Par ailleurs, l’existence d’une action pendante devant le tribunal des affaires économiques de Nanterre, engagée, le 13 mai 2025, par la société intimée à l’encontre de l’appelante, en indemnisation par la suite de la cession d’actifs de la SARL ACR, de la SCI BOAZ et de la société SYT Technologie constitue d’une part, une circonstance postérieure à la période de liquidation de l’astreinte et est inopérante à constituer la démonstration de la reconnaissance par la société intimée du bien-fondé de l’offre d’exécution par la société appelante d’une exécution par compensation sur les fonds séquestrés et une renonciation à la remise de parts.
Ainsi, l’offre d’exécution de l’obligation de cession des actifs mise à sa charge par jugement et assortie de l’astreinte, par paiement de la valeur des titres visés au jugement au moyen de la répartition des fonds séquestrés, ayant donné lieu à une demande de déconsignation adressée à la Bâtonnière des fonds séquestrés entre les mains de l’ordre des avocats, par courrier postérieur audit jugement, le 3 octobre 2023, et reprise aux conclusions déposées par l’appelante, en ce qu’elle tend à modifier les termes de la condamnation en nature prononcée par le tribunal de commerce, assortie d’une astreinte, au profit d’une exécution pécuniaire par compensation avec les fonds séquestrés à titre de garantie de l’exécution de l’obligation de cession, ne libère pas la société appelante de son obligation de cessions des actifs et ne rend pas illégitime la demande de liquidation d’astreinte présentée par la société intimée ayant refusé à la suite cette offre, ne correspondant pas aux termes de la condamnation prononcée par le jugement mis à exécution.
L’astreinte assortissant l’injonction prononcée par le tribunal de commerce court à l’expiration du délai de 15 jours suivant la signification du jugement intervenue le 18 septembre 2023, soit à compter du 3 octobre 2023, pendant trente jours au taux de 1 000 euros par jour de retard .
Ainsi que l’a relevé à juste titre le premier juge, la partie appelante ne justifie pas de difficultés d’exécution en ce que les moyens tirés du refus par la partie intimée d’une exécution par paiement en valeur, son comportement fautif s’agissant du séquestre irrégulier des fonds déjà sanctionné par le tribunal de commerce mais aussi la cession antérieure alléguée de liquidités de la SCI LTM et d’un actif immobilier par la société SIG 35, ne tendent qu’à remettre en cause l’obligation de cession d’actifs assortie d’une astreinte sanctionnée par un titre exécutoire définitif et ne démontre pas sa volonté de l’exécuter.
Le jugement déféré sera donc confirmé tant en ce qu’il a liquidé l’astreinte prononcée à la somme de 30 000 euros (30 jours * 1000 euros) et ordonné une nouvelle astreinte provisoire destinée à contraindre l’appelante à s’exécuter, au taux de 2 000 euros passé le délai de deux mois courant à la signification du jugement, pendant une période de deux mois.
Sur la demande incidente reconventionnelle en liquidation de la nouvelle astreinte prononcée par le juge de l’exécution et sur la demande de prononcé d’une nouvelle astreinte par la cour :
La partie intimée soutient que la cour d’appel a le pouvoir de liquider l’astreinte nouvelle prononcée par le jugement déféré dès lors que le jugement a été signifié le 5 juillet 2024, sans que l’appelante n’exécute l’obligation assortie de la nouvelle astreinte ordonnée.

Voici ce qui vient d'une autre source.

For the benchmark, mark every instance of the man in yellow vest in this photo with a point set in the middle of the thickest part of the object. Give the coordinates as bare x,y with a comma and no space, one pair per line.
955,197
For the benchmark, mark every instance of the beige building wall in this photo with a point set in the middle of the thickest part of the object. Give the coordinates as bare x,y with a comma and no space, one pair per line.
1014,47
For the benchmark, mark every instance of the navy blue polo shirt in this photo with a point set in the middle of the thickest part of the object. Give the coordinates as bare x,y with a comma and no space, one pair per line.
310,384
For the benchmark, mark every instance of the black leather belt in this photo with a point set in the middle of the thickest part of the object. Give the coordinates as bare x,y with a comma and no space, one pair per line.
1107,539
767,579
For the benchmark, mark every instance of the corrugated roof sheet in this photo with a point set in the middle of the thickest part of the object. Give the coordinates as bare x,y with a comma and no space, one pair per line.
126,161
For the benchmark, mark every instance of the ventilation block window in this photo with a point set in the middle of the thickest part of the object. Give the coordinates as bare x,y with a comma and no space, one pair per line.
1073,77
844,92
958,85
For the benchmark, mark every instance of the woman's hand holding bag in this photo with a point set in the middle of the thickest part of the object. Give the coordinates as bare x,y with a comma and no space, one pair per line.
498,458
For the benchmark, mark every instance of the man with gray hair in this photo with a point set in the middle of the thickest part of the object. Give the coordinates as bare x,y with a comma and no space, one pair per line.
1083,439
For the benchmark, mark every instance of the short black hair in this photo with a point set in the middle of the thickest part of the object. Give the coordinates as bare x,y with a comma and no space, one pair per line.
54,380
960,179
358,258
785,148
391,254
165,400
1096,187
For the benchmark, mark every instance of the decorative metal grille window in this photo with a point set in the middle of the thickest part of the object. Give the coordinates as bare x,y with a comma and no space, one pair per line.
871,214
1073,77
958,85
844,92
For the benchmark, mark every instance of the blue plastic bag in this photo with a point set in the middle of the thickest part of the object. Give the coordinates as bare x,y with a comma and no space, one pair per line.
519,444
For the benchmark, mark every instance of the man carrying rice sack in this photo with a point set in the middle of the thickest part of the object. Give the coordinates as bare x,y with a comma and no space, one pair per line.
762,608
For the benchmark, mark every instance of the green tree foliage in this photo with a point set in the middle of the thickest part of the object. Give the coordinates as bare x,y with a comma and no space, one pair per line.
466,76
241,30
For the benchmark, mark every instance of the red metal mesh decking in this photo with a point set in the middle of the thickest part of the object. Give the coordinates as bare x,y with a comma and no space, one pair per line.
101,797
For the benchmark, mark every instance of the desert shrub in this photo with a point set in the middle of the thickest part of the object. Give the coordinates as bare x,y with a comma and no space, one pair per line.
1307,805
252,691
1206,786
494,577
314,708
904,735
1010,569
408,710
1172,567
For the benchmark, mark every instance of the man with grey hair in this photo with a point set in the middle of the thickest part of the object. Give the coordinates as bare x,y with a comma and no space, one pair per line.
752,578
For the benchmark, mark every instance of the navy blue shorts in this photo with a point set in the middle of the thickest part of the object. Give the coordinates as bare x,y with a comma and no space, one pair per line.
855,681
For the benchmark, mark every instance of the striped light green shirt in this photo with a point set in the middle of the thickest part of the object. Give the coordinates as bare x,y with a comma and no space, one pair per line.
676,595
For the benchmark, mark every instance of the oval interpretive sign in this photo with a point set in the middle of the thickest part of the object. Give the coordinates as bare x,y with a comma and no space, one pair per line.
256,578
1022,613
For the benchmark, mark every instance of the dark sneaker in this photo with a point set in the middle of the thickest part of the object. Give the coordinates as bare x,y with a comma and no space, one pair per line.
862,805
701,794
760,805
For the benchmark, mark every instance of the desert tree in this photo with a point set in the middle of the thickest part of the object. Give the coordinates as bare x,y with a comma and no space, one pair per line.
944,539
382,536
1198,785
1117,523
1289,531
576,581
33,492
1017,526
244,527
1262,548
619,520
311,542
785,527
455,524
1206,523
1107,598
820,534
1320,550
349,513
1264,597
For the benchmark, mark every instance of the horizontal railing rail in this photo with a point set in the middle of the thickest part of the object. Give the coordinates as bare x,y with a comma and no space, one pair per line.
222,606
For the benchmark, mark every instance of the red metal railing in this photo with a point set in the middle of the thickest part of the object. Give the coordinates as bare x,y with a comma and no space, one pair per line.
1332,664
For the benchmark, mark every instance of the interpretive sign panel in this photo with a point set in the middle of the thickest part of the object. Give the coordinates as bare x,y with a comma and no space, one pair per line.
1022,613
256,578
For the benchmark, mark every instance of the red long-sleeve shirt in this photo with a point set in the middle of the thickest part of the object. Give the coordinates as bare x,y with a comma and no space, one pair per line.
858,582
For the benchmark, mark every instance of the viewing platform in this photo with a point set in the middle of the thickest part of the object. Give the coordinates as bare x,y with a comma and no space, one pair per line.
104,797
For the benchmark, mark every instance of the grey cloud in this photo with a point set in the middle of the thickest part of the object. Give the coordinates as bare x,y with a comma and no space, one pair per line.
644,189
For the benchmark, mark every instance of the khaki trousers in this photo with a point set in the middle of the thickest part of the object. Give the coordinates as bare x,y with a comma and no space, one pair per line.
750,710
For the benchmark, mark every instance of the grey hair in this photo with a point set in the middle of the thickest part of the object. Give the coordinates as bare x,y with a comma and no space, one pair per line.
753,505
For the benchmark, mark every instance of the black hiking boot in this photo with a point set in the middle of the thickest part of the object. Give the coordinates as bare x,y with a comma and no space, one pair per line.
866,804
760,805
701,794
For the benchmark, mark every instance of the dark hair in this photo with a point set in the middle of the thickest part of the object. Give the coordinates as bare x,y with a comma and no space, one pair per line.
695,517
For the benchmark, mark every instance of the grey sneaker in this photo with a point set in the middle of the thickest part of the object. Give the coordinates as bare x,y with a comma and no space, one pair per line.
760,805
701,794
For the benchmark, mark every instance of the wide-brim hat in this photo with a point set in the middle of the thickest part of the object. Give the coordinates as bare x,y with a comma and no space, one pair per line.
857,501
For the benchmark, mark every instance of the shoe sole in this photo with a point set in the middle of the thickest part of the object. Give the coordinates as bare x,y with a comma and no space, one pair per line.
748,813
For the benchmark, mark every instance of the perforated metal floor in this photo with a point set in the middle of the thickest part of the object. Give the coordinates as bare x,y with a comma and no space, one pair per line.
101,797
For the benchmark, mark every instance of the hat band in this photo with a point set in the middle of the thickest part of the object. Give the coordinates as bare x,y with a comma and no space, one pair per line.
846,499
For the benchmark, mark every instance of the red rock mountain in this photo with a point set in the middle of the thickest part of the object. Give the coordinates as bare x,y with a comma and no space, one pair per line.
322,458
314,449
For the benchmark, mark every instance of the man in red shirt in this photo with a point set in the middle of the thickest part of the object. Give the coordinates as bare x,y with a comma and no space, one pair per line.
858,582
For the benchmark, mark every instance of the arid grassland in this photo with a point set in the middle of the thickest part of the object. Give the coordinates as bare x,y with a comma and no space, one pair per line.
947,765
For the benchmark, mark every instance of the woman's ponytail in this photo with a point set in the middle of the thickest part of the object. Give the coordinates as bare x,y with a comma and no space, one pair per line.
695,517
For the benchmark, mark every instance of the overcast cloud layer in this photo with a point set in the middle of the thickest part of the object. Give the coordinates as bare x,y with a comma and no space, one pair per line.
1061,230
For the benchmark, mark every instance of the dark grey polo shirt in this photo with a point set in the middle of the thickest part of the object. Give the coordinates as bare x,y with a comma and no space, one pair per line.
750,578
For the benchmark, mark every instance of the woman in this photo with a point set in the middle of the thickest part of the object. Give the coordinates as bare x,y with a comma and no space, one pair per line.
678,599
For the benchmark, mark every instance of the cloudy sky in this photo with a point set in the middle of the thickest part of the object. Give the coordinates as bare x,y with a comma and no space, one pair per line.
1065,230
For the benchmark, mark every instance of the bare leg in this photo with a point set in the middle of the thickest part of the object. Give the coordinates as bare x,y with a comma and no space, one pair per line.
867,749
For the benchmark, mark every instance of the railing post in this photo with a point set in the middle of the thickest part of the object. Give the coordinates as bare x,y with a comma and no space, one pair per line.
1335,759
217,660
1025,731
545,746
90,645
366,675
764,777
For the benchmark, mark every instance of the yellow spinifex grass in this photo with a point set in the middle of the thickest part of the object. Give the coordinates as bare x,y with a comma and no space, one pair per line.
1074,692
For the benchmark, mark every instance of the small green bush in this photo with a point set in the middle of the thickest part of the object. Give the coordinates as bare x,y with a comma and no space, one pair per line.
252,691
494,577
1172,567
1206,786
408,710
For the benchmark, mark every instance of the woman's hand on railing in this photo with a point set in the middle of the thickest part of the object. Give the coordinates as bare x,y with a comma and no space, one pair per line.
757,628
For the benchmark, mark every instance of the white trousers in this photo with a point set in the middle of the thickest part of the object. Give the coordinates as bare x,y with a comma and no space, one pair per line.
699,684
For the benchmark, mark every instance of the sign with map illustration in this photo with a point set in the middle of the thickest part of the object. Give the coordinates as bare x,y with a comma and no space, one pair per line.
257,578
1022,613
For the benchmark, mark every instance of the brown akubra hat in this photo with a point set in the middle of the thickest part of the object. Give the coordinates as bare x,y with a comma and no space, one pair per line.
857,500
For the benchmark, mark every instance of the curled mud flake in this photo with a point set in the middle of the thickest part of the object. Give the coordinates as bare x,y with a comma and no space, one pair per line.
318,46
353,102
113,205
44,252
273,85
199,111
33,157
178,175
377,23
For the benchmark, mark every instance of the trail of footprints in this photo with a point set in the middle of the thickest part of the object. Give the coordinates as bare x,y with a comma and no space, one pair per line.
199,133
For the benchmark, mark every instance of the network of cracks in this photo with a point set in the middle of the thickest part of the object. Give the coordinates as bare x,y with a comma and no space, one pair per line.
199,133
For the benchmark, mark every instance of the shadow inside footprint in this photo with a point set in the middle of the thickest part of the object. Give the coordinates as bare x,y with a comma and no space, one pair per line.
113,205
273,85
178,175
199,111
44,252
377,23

La partie appelante a conclu au rejet de l’ensemble des demandes incidentes de la partie intimée de ces chefs, comme non fondées.
Réponse de la Cour,
Dès lors que le jugement déféré ordonnant une nouvelle astreinte a été signifié le 5 juillet 2024, la demande de liquidation de cette astreinte est recevable en application de l’article L 131-4 du code des procédures civiles d’exécution précité.
Il n’est pas justifié de l’arrêt de l’exécution provisoire assortissant ce jugement.
En conséquence, le cours de l’astreinte a couru à compter du 5 septembre 2024 pendant un délai de deux mois jusqu’au 5 novembre 2024, soit 61 jours au taux de 2 000 euros soit une liquidation d’astreinte encourue de 122 000 euros.
L’astreinte encourue ne peut être supprimée ou réduite qu’en cas de cause étrangère ou de difficultés d’exécution.
Or, ainsi que précédemment retenu, la société appelante n’a démontré ni que son offre d’exécution au moyen d’un paiement correspondant à la valeur des actifs constitue l’exécution de la condamnation assortie de l’astreinte, ni l’impossibilité de la cession en raison de l’évolution de la valeur desdits titres, de sorte qu’elle n’a pas caractérisé de cause étrangère expliquant le défaut d’exécution de la cession de titres ordonnée, depuis le 5 juillet 2024. Elle n’a pas démontré non plus sa volonté d’exécuter l’obligation mise à sa charge par le jugement du tribunal de commerce du 7 avril 2023, à la suite de l’astreinte prononcée par le jugement déféré et confirmé de ce chef.
La circonstance de l’assignation délivrée postérieurement par la société intimée à la société Clemax Capital et à M. [H], le 13 juin 2025, devant le tribunal des affaires économiques de Nanterre aux fins d’indemnisation pour liquidation fautive des actifs à céder à son préjudice, n’est pas non plus de nature à priver de bien-fondé la demande de liquidation de cette astreinte à défaut d’exécution par la société appelante de son obligation de cession des actifs concernés par le dispositif du jugement du tribunal de commerce du 7 avril 2023.
En effet, cette mesure, qui est indépendante des dommages et intérêts, a uniquement un but comminatoire et est destinée à contraindre le débiteur à s’exécuter par une menace de condamnation. Elle n’a aucune vocation à indemniser le créancier d’un préjudice.
La résistance de la société appelante à déférer à l’obligation définitive de cession des titres, prononcée à son encontre par le jugement du tribunal de commerce, justifie la liquidation de l’astreinte prononcée par le jugement déférée à la somme de 122 000 euros, à défaut de disproportion soutenue et établie avec l’enjeu du litige. Il sera rappelé que le litige porte en effet sur la cessions d’actifs dont le créancier poursuit par ailleurs en justice l’indemnisation du défaut de l’exécution au motif de leur liquidation progressive alléguée par la débitrice depuis la signification du jugement du tribunal de commerce en 18 septembre 2023 assorti d’une première astreinte.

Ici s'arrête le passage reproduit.